A twentysomething decades from retirement and enjoying a life without commitment probably won’t listen to lectures about compound interest, protections against inflation, and the long term downside of fast food. They might be ready to hear about goals that are enticing, whether that’s travel, philanthropy, artistic pursuits, or better parties. (Check the stories on New Road Map Foundation’s page or over at Simple Living Forum.) With a goal in mind, then they may be interested in finding where to make that first step. To me, that first step is more important than the goal because that first step changes the view which changes the next step which changes the view repeatedly until the journey is done. The final goal may never have been visible from the initial stand.

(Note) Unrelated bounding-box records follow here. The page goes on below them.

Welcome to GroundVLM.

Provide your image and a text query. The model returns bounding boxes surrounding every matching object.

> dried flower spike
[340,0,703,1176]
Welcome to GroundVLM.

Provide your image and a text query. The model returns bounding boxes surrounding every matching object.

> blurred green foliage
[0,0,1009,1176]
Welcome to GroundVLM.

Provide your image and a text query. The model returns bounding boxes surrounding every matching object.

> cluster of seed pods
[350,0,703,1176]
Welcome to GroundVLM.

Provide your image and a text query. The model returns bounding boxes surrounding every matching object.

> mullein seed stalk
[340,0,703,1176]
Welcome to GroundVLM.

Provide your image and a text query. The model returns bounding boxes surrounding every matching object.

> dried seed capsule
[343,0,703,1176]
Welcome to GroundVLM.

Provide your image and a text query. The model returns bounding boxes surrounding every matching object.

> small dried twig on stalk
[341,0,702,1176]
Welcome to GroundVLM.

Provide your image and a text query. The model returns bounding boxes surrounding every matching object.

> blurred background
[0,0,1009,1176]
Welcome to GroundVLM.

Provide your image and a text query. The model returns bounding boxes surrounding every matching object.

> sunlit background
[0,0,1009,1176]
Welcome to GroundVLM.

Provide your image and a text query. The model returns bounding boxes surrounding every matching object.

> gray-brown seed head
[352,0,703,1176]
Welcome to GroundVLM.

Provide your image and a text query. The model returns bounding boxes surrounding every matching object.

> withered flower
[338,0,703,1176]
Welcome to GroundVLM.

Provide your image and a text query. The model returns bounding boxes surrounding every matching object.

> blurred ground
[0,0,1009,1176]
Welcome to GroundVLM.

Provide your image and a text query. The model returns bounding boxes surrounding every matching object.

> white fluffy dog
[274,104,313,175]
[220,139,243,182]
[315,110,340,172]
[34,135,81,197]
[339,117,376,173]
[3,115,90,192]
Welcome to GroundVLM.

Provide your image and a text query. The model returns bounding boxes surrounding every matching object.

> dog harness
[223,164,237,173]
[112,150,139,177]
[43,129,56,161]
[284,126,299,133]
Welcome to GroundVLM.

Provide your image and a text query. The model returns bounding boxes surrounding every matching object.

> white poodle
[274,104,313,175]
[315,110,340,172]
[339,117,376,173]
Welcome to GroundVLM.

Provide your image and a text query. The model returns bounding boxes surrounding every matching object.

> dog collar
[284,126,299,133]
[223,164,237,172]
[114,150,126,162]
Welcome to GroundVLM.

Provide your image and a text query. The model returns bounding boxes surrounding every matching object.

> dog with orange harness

People change when they want to change. Arguing for them to change is more likely to create resentment than sustainable results. Enticing them to change can be much more fun, can spread, pervade, and reinforce itself.
For a while our government has been spending as if it was absorbed in the opposite of a party mentality that can be as equally entrapping. Trillions of dollars and tens or hundreds of thousands of lives have been spent in response to an attack that cost billions of dollars and thousands of lives. Hundreds of billions were spent to protect institutions that failed hundreds of millions of people. Actions have been out of proportion.
The Occupy movement seems to have taken a step back from that extreme mentality. Despite a few misdemeanors, the majority of the protestors seem to be in more of a collaborative and festival mode. I’ve seen more art than angst. There are more creative solutions being considered than angry acts. (Let’s hope it stays that way.) The early participants were derided for not having a clear message. I cheer them for taking a first step. The messages are multiplying, but that’s because there are many issues that have been ignored during ten years of the Dismal Decade. As another friend put it, this is the Decisive Decade. There’s a lot of work to do. It’s true that we can’t continue fighting, consuming, and ignoring and that we should hit the brakes on a lot of what we’re doing; but, I am more encouraged by the tendency for people to mention what we may gain: a more just society, sustainable institutions, compassionate governance, and a healthier world.
We the people have taken the first step. We the people are the nation. I’m looking forward to what just started.